We then investigated the combined predictive performance of PRSs, the gut microbiome and conventional risk factors of their respective diseases using Cox regression models (Table 2). Although age was the strongest individual predictor for incident CAD and prostate cancer, adding the PRS and the gut microbiome score to the age increased the C-statistic by 0.049 (95% CI 0.030–0.066) and 0.032 (95% CI 0.011–0.052), respectively. For T2D, adding the PRS and the gut microbiome score improved the C-statistic over age by 0.076 (95% CI 0.057–0.095). For incident AD, adding the PRS improved the C-statistic over age by 0.019 (95% CI 0.011–0.026), whereas adding the gut microbiome score did not improve the C-statistic. For all four diseases, the model combining disease-specific conventional risk factors, PRSs and gut microbiome scores achieved higher C-statistics than models based on any risk factors separately (Table 2). The combined model achieved ∆C-statistic over conventional risk factors of 0.024 (95% CI 0.013–0.035) for CAD, 0.014 (95% CI 0.007–0.021) for T2D, 0.017 (95% CI 0.009–0.024) for AD and 0.031 (95% CI 0.011–0.05) for prostate cancer.

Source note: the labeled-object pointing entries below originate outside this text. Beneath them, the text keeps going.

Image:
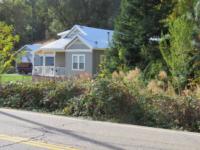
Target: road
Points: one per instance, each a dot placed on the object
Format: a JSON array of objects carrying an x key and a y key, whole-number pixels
[{"x": 21, "y": 130}]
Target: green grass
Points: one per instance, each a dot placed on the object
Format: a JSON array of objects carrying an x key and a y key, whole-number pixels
[{"x": 14, "y": 78}]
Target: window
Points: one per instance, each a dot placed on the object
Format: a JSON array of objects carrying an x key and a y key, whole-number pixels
[
  {"x": 49, "y": 61},
  {"x": 78, "y": 62}
]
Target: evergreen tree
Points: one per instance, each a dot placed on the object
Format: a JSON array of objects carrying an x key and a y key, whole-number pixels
[{"x": 139, "y": 20}]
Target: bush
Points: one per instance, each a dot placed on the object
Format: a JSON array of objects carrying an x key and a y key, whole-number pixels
[
  {"x": 124, "y": 97},
  {"x": 50, "y": 96},
  {"x": 106, "y": 99}
]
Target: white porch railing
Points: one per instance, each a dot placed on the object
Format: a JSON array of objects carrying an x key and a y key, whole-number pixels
[
  {"x": 48, "y": 71},
  {"x": 38, "y": 70},
  {"x": 59, "y": 71}
]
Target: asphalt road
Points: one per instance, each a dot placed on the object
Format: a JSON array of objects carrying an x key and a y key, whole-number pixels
[{"x": 21, "y": 130}]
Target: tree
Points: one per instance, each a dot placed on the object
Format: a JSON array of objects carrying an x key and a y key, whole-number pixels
[
  {"x": 137, "y": 23},
  {"x": 7, "y": 42},
  {"x": 177, "y": 54},
  {"x": 178, "y": 49}
]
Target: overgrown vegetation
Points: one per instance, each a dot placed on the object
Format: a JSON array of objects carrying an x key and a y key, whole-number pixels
[
  {"x": 124, "y": 97},
  {"x": 161, "y": 38}
]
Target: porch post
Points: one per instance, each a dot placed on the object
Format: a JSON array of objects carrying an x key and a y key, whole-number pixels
[{"x": 33, "y": 64}]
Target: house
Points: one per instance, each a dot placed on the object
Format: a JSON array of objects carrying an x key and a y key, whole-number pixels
[
  {"x": 25, "y": 58},
  {"x": 78, "y": 50}
]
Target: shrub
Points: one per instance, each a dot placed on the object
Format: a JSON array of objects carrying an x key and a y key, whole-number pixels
[
  {"x": 106, "y": 99},
  {"x": 41, "y": 95}
]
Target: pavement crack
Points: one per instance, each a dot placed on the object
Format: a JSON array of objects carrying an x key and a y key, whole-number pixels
[{"x": 41, "y": 136}]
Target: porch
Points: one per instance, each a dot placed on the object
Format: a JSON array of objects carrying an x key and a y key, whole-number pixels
[{"x": 50, "y": 64}]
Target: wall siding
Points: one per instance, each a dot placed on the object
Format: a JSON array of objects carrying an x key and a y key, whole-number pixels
[
  {"x": 96, "y": 60},
  {"x": 60, "y": 59},
  {"x": 88, "y": 63}
]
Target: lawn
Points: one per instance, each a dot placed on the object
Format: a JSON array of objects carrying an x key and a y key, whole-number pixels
[{"x": 15, "y": 77}]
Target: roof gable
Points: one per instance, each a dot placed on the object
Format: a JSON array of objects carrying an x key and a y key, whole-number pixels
[{"x": 77, "y": 44}]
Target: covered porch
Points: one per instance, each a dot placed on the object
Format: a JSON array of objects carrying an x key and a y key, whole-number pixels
[{"x": 49, "y": 63}]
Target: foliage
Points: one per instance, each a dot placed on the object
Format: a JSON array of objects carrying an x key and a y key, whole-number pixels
[
  {"x": 7, "y": 42},
  {"x": 124, "y": 97},
  {"x": 47, "y": 96},
  {"x": 177, "y": 55},
  {"x": 137, "y": 23}
]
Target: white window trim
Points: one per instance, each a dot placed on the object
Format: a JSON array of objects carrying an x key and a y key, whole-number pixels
[{"x": 78, "y": 55}]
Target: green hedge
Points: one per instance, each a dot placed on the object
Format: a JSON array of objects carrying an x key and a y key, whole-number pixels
[
  {"x": 118, "y": 100},
  {"x": 48, "y": 96}
]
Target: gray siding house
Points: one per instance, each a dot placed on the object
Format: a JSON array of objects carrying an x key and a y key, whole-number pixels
[{"x": 78, "y": 50}]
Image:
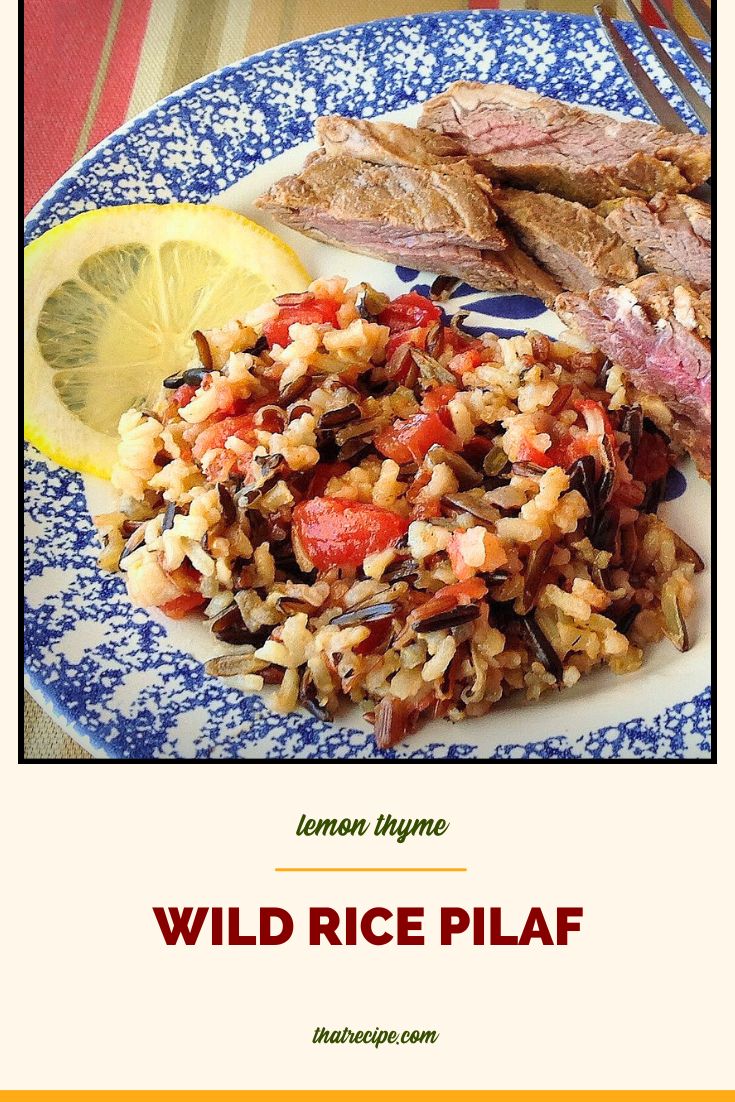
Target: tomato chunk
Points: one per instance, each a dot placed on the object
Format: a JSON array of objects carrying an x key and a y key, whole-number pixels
[
  {"x": 571, "y": 449},
  {"x": 410, "y": 440},
  {"x": 409, "y": 312},
  {"x": 414, "y": 337},
  {"x": 527, "y": 453},
  {"x": 315, "y": 312},
  {"x": 215, "y": 435},
  {"x": 335, "y": 532},
  {"x": 179, "y": 607}
]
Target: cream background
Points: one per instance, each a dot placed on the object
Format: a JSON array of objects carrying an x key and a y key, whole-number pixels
[{"x": 641, "y": 997}]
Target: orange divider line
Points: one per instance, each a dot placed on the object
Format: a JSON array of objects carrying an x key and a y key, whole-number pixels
[{"x": 364, "y": 870}]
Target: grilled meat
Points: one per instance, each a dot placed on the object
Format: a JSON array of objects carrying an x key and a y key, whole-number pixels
[
  {"x": 671, "y": 235},
  {"x": 571, "y": 241},
  {"x": 658, "y": 330},
  {"x": 530, "y": 141},
  {"x": 432, "y": 219}
]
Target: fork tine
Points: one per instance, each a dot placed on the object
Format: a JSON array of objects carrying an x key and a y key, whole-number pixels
[
  {"x": 661, "y": 108},
  {"x": 702, "y": 14},
  {"x": 672, "y": 71},
  {"x": 684, "y": 41}
]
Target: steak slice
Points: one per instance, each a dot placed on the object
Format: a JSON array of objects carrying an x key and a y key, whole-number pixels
[
  {"x": 424, "y": 218},
  {"x": 387, "y": 143},
  {"x": 671, "y": 234},
  {"x": 570, "y": 240},
  {"x": 530, "y": 141},
  {"x": 658, "y": 331}
]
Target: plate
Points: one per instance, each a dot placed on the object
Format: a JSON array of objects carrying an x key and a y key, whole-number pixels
[{"x": 129, "y": 683}]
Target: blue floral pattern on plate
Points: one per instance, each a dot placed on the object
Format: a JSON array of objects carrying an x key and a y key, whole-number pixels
[{"x": 109, "y": 672}]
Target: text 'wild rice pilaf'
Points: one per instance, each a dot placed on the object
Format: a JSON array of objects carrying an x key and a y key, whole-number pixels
[{"x": 368, "y": 505}]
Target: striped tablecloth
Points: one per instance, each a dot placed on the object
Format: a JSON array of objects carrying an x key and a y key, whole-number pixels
[{"x": 92, "y": 64}]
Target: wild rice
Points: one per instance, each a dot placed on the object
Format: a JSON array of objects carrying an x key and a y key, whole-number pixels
[{"x": 519, "y": 553}]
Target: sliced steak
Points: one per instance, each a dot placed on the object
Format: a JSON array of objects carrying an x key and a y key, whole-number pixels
[
  {"x": 570, "y": 240},
  {"x": 530, "y": 141},
  {"x": 386, "y": 142},
  {"x": 424, "y": 218},
  {"x": 658, "y": 331},
  {"x": 671, "y": 234}
]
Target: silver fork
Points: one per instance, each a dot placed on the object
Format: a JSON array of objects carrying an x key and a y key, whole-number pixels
[{"x": 659, "y": 105}]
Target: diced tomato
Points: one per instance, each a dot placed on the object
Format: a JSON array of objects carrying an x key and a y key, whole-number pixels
[
  {"x": 527, "y": 453},
  {"x": 322, "y": 475},
  {"x": 215, "y": 435},
  {"x": 652, "y": 458},
  {"x": 409, "y": 312},
  {"x": 314, "y": 312},
  {"x": 180, "y": 606},
  {"x": 571, "y": 449},
  {"x": 335, "y": 532},
  {"x": 410, "y": 440},
  {"x": 438, "y": 398},
  {"x": 465, "y": 362},
  {"x": 415, "y": 337}
]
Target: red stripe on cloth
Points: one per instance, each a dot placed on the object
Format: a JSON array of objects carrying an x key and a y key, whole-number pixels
[
  {"x": 122, "y": 69},
  {"x": 63, "y": 42}
]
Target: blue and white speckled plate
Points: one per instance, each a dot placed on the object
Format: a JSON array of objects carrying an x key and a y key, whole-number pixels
[{"x": 128, "y": 683}]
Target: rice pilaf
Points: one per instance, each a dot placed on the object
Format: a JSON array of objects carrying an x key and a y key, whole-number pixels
[{"x": 368, "y": 504}]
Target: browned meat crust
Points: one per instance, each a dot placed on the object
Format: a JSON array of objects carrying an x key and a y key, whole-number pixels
[
  {"x": 671, "y": 235},
  {"x": 387, "y": 142},
  {"x": 440, "y": 222},
  {"x": 539, "y": 143},
  {"x": 570, "y": 240},
  {"x": 658, "y": 330}
]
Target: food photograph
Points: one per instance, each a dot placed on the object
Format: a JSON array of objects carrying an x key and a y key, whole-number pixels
[{"x": 367, "y": 382}]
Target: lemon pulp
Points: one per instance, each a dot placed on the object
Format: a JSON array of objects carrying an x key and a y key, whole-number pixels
[{"x": 111, "y": 300}]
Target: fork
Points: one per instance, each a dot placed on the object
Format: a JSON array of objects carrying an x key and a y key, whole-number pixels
[{"x": 658, "y": 104}]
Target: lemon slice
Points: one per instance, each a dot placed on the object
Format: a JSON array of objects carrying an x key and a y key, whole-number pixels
[{"x": 111, "y": 300}]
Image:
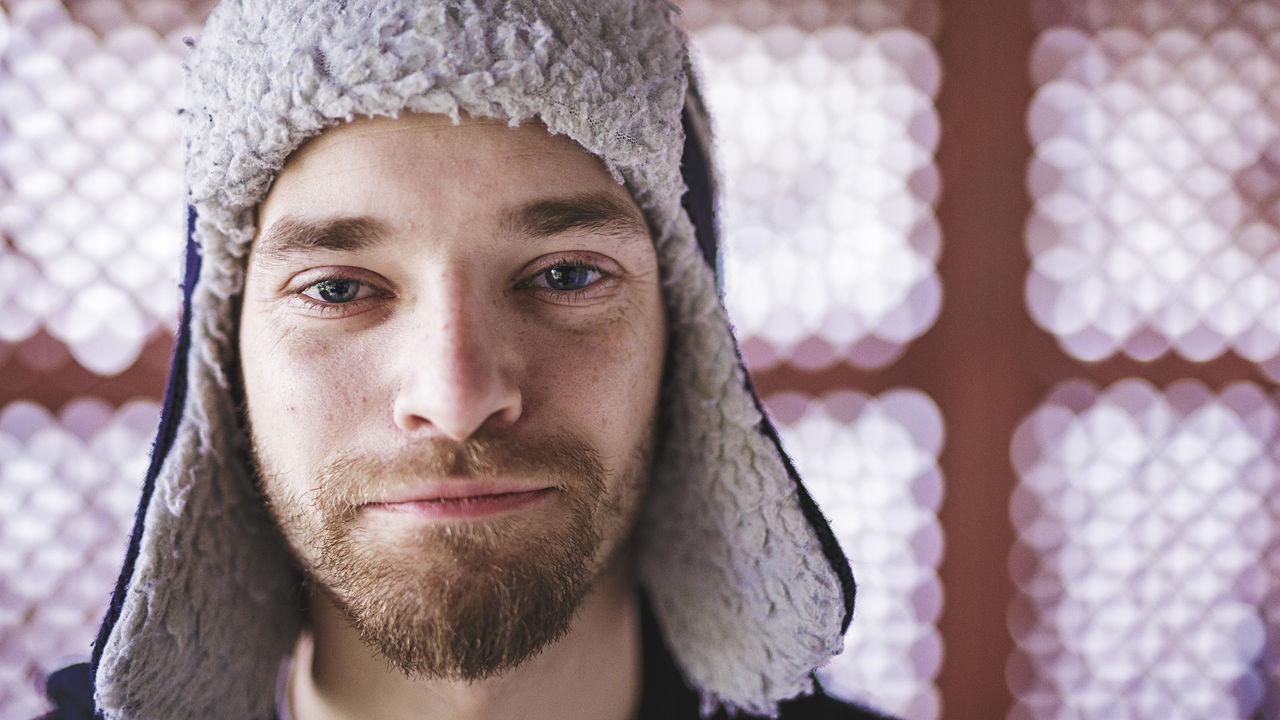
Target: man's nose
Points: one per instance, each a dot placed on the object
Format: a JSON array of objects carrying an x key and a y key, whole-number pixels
[{"x": 460, "y": 374}]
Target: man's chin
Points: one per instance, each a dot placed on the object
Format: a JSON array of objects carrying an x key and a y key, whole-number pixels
[{"x": 458, "y": 601}]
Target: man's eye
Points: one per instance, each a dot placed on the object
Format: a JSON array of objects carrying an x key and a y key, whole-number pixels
[
  {"x": 337, "y": 291},
  {"x": 566, "y": 278}
]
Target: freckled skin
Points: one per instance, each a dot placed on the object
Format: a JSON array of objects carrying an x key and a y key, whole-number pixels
[
  {"x": 594, "y": 367},
  {"x": 453, "y": 341}
]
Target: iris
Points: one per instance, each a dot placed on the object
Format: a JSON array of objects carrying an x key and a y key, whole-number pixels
[
  {"x": 568, "y": 277},
  {"x": 338, "y": 290}
]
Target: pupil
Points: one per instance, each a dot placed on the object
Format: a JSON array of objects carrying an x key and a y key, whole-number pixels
[
  {"x": 567, "y": 277},
  {"x": 338, "y": 291}
]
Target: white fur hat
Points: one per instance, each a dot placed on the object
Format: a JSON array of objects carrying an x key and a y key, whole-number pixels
[{"x": 745, "y": 578}]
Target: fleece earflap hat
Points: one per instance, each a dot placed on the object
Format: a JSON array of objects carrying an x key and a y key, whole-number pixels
[{"x": 745, "y": 579}]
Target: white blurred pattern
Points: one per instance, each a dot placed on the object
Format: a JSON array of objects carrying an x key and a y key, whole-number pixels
[
  {"x": 91, "y": 192},
  {"x": 826, "y": 142},
  {"x": 1147, "y": 560},
  {"x": 68, "y": 487},
  {"x": 1156, "y": 180},
  {"x": 872, "y": 466}
]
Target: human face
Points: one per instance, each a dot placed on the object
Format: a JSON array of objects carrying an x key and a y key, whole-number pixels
[{"x": 452, "y": 342}]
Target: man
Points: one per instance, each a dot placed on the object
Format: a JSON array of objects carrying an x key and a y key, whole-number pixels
[{"x": 457, "y": 425}]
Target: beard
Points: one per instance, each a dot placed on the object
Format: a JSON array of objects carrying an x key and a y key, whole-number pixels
[{"x": 460, "y": 600}]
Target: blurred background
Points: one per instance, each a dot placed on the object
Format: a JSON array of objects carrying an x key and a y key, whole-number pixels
[{"x": 1008, "y": 274}]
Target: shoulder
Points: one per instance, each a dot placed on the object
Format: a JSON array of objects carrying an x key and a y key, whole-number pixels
[{"x": 823, "y": 707}]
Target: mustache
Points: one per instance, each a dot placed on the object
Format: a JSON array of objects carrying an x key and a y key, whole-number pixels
[{"x": 350, "y": 478}]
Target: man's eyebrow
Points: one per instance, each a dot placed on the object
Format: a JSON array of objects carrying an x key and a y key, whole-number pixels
[
  {"x": 592, "y": 212},
  {"x": 292, "y": 235}
]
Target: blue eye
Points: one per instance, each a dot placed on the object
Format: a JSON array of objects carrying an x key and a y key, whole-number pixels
[
  {"x": 341, "y": 290},
  {"x": 567, "y": 278}
]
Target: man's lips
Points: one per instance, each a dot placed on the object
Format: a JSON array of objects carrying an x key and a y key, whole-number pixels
[{"x": 464, "y": 500}]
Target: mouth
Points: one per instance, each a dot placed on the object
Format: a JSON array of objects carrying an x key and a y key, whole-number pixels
[{"x": 464, "y": 504}]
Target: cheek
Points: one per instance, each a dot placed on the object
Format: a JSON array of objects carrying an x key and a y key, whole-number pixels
[
  {"x": 604, "y": 383},
  {"x": 301, "y": 395}
]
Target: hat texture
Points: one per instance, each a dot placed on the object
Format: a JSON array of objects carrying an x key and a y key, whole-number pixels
[{"x": 748, "y": 591}]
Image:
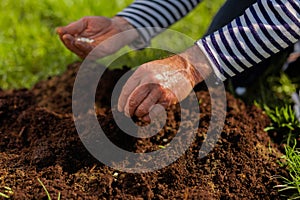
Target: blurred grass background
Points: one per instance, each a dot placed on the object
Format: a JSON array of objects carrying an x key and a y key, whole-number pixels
[{"x": 30, "y": 50}]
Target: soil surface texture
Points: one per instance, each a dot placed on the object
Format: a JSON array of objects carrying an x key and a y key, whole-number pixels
[{"x": 39, "y": 141}]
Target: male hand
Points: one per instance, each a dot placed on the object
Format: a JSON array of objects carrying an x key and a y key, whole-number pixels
[
  {"x": 163, "y": 82},
  {"x": 97, "y": 30}
]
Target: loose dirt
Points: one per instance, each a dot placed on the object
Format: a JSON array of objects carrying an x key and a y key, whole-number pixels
[{"x": 39, "y": 141}]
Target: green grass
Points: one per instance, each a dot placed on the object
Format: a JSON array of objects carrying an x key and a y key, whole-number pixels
[
  {"x": 292, "y": 162},
  {"x": 30, "y": 50},
  {"x": 46, "y": 191}
]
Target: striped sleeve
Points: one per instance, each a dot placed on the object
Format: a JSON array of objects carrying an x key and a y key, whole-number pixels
[
  {"x": 151, "y": 17},
  {"x": 264, "y": 29}
]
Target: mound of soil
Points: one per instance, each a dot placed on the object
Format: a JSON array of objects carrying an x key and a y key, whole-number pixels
[{"x": 39, "y": 141}]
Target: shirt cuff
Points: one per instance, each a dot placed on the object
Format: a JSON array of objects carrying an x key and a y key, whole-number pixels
[{"x": 213, "y": 60}]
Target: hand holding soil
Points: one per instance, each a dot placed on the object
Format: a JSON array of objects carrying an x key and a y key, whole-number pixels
[
  {"x": 96, "y": 29},
  {"x": 163, "y": 82}
]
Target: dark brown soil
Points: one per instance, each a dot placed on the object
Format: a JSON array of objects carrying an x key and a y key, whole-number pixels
[{"x": 39, "y": 140}]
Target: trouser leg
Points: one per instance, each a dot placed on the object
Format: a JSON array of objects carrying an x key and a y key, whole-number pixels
[{"x": 229, "y": 11}]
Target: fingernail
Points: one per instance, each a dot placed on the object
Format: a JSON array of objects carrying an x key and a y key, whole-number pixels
[{"x": 60, "y": 30}]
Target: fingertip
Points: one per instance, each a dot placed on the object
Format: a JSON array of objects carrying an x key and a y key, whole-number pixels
[
  {"x": 60, "y": 30},
  {"x": 146, "y": 119},
  {"x": 120, "y": 108}
]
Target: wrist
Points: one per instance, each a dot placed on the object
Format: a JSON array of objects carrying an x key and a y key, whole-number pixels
[
  {"x": 123, "y": 25},
  {"x": 198, "y": 65}
]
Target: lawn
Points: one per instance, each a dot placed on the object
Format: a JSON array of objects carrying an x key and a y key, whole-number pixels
[{"x": 31, "y": 51}]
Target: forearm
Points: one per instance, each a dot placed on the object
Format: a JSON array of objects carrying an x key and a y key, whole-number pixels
[
  {"x": 265, "y": 28},
  {"x": 152, "y": 17}
]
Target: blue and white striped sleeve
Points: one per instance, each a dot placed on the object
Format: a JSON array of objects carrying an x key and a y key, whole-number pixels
[
  {"x": 151, "y": 17},
  {"x": 264, "y": 29}
]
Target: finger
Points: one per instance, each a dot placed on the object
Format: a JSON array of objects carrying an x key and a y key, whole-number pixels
[
  {"x": 69, "y": 42},
  {"x": 135, "y": 99},
  {"x": 84, "y": 47},
  {"x": 148, "y": 102},
  {"x": 74, "y": 28},
  {"x": 127, "y": 89}
]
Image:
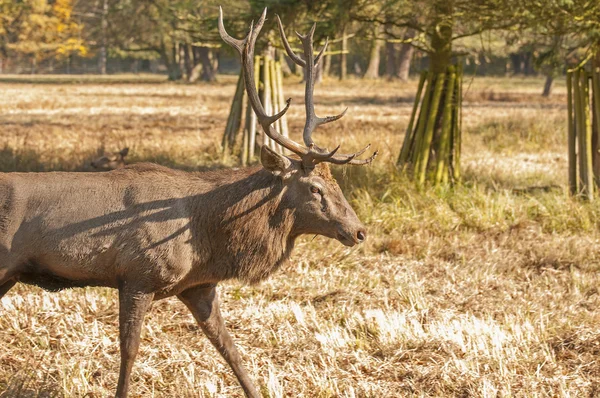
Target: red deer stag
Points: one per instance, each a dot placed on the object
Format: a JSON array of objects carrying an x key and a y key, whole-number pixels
[{"x": 152, "y": 232}]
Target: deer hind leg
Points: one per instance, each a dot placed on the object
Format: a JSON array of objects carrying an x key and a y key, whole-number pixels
[
  {"x": 204, "y": 305},
  {"x": 133, "y": 305},
  {"x": 8, "y": 275},
  {"x": 6, "y": 286}
]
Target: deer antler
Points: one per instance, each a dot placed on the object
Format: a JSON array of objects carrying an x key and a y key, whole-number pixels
[{"x": 311, "y": 154}]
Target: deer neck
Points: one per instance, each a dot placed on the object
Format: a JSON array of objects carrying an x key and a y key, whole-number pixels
[{"x": 246, "y": 225}]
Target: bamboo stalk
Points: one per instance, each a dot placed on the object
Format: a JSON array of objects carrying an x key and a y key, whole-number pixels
[
  {"x": 253, "y": 119},
  {"x": 578, "y": 129},
  {"x": 596, "y": 119},
  {"x": 233, "y": 121},
  {"x": 457, "y": 127},
  {"x": 409, "y": 136},
  {"x": 422, "y": 120},
  {"x": 266, "y": 96},
  {"x": 572, "y": 138},
  {"x": 279, "y": 74},
  {"x": 585, "y": 154},
  {"x": 425, "y": 148},
  {"x": 443, "y": 152},
  {"x": 275, "y": 100}
]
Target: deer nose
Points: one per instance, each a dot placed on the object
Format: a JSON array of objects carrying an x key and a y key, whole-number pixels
[{"x": 361, "y": 235}]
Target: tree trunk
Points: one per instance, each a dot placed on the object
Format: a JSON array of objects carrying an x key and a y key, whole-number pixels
[
  {"x": 405, "y": 56},
  {"x": 326, "y": 65},
  {"x": 375, "y": 55},
  {"x": 104, "y": 27},
  {"x": 169, "y": 57},
  {"x": 390, "y": 60},
  {"x": 344, "y": 59},
  {"x": 548, "y": 85},
  {"x": 285, "y": 67},
  {"x": 187, "y": 60},
  {"x": 208, "y": 73}
]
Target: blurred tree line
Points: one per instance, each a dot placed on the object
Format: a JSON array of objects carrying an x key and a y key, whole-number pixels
[{"x": 368, "y": 38}]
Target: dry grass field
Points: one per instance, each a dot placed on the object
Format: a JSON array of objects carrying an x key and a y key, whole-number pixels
[{"x": 487, "y": 289}]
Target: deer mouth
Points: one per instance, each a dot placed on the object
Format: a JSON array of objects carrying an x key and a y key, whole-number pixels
[{"x": 346, "y": 239}]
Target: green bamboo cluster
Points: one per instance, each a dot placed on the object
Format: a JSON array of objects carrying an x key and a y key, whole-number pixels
[
  {"x": 269, "y": 82},
  {"x": 583, "y": 107},
  {"x": 431, "y": 147}
]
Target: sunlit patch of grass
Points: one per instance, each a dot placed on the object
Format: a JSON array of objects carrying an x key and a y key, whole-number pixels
[{"x": 487, "y": 288}]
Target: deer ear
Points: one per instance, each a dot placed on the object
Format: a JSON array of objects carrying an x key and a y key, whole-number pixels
[{"x": 274, "y": 162}]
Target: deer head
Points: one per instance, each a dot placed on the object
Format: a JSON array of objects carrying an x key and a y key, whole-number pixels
[{"x": 318, "y": 202}]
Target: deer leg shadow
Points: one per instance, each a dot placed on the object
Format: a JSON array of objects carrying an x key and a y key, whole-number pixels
[{"x": 203, "y": 302}]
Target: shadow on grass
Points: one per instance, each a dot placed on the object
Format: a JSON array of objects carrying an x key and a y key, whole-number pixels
[
  {"x": 26, "y": 160},
  {"x": 25, "y": 385}
]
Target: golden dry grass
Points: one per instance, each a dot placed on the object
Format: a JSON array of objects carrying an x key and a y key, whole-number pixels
[{"x": 486, "y": 289}]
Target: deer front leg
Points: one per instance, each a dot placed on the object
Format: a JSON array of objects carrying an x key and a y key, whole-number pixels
[
  {"x": 204, "y": 305},
  {"x": 133, "y": 305}
]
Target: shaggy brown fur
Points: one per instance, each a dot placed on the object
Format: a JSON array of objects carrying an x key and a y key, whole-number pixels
[{"x": 153, "y": 232}]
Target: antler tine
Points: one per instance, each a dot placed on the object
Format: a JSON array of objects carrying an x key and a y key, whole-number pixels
[
  {"x": 286, "y": 44},
  {"x": 312, "y": 120},
  {"x": 246, "y": 50},
  {"x": 318, "y": 58},
  {"x": 317, "y": 157}
]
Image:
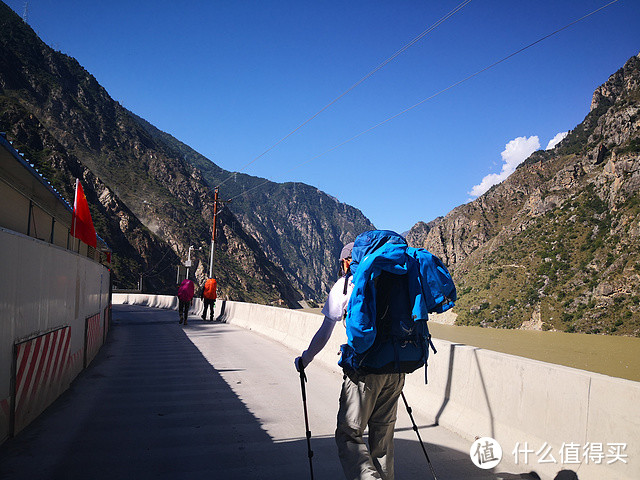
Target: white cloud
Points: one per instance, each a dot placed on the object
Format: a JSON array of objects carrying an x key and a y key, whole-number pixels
[
  {"x": 556, "y": 140},
  {"x": 515, "y": 152}
]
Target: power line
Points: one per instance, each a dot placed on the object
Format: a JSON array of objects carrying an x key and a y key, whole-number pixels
[
  {"x": 453, "y": 85},
  {"x": 368, "y": 75}
]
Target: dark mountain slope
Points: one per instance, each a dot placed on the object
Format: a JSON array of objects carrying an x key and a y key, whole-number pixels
[
  {"x": 66, "y": 122},
  {"x": 556, "y": 245}
]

Table 2 C-statistics and 95% CIs of sex-stratified Cox regression models for PRSs, gut microbiome scores and conventional risk factors

The subgroup analyses for CAD, T2D and AD showed consistent results in general. In the sex-stratified Cox model for CAD (Extended Data Fig. 2d), adding the PRS and the gut microbiome score increased C-statistics by 0.050 (95% CI 0.030–0.068) over age and 0.025 (95% CI 0.013–0.038) over all conventional risk factors in individuals without baseline use of antihypertensives or lipid-lowering medications. For T2D (Extended Data Fig. 3d), adding the PRS and gut microbiome score improved the C-statistic over age by 0.073 (0.051–0.092) and the combined model increased the C-statistic by 0.010 (95% CI 0.003–0.016) compared with the model of conventional risk factors including NMR-based glucose. In the subgroup analysis for AD in those aged >60 years at baseline, adding the PRS improved the C-statistic over baseline age by 0.077 (95% CI 0.043–0.108), while the gut microbiome score did not show improvement.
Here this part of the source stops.